The books were gritty and kinda noir. They were about a young wizard. The central conflict of the series was that there was an evil wizard who sensed young Bozo’s powers and wanted him for a successor. He would keep on trying to kill Bozo, presenting him with challenges that were always just a little tiny bit too tough for him to handle, so that Bozo would always have to grow his magical skills in order to defeat them. It was the nemesis’s idea that Bozo would have to become more powerful, but also more ruthless, in order to survive. He hoped that young Bozo would lose his moral compass and agree to join his campaign of evil.

In one novel, Bozo found that his mother had been killed, and he vowed to find out who was responsible and get revenge. In the end, Bozo found out that his mother had been killed by a magical trap that he himself had built, just to teach himself.

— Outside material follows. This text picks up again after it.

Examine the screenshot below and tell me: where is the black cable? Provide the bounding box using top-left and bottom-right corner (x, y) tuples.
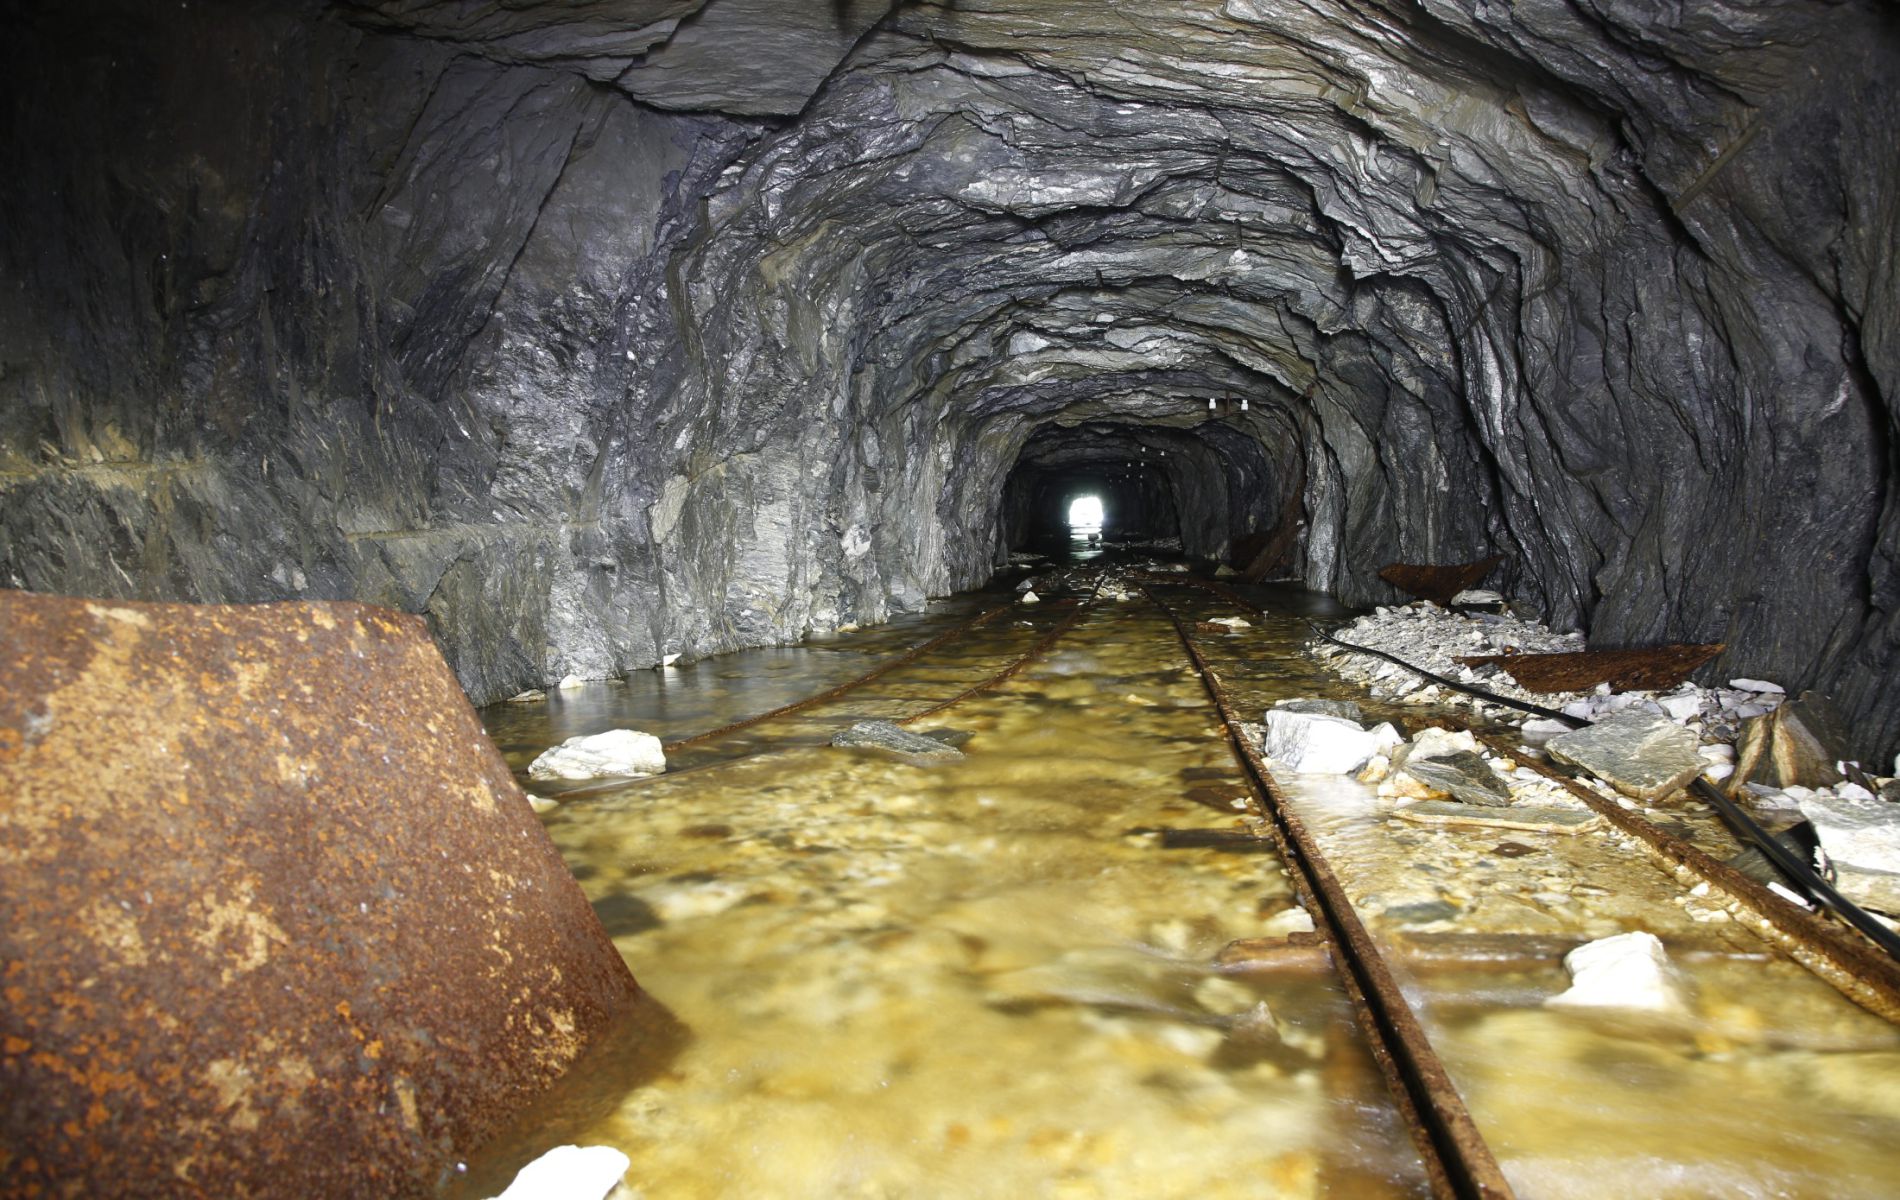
(1313, 623), (1900, 963)
(1309, 623), (1582, 727)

In another, the nemesis cast a magical poison on some of the milk at the supermarket. Bozo would have to cast a magic spell to find the poisoned milk. He didn’t have the power to neutralize the poison, but he could at least make sure that nobody bought it and died. The problem was that the nemesis had also sent an assassin after Bozo. The assassin was far too powerful for Bozo to defeat. If Bozo cast a spell, the assassin would certainly be able to locate him. He fretted about what to do for a long time, and then finally cast the spell. He found that he had waited too long and people had died from the poison already. The assassin arrived, and Bozo, weeping, convinced the assassin to help him instead of kill him. They linked their powers together and obliterated the poison from history, so that nobody had actually died from it.

BTW, in the dream, the word “Bozo” had no silliness connotations until the television show was made, and at the time that the novels were written, it was a word that sounded grave and magical.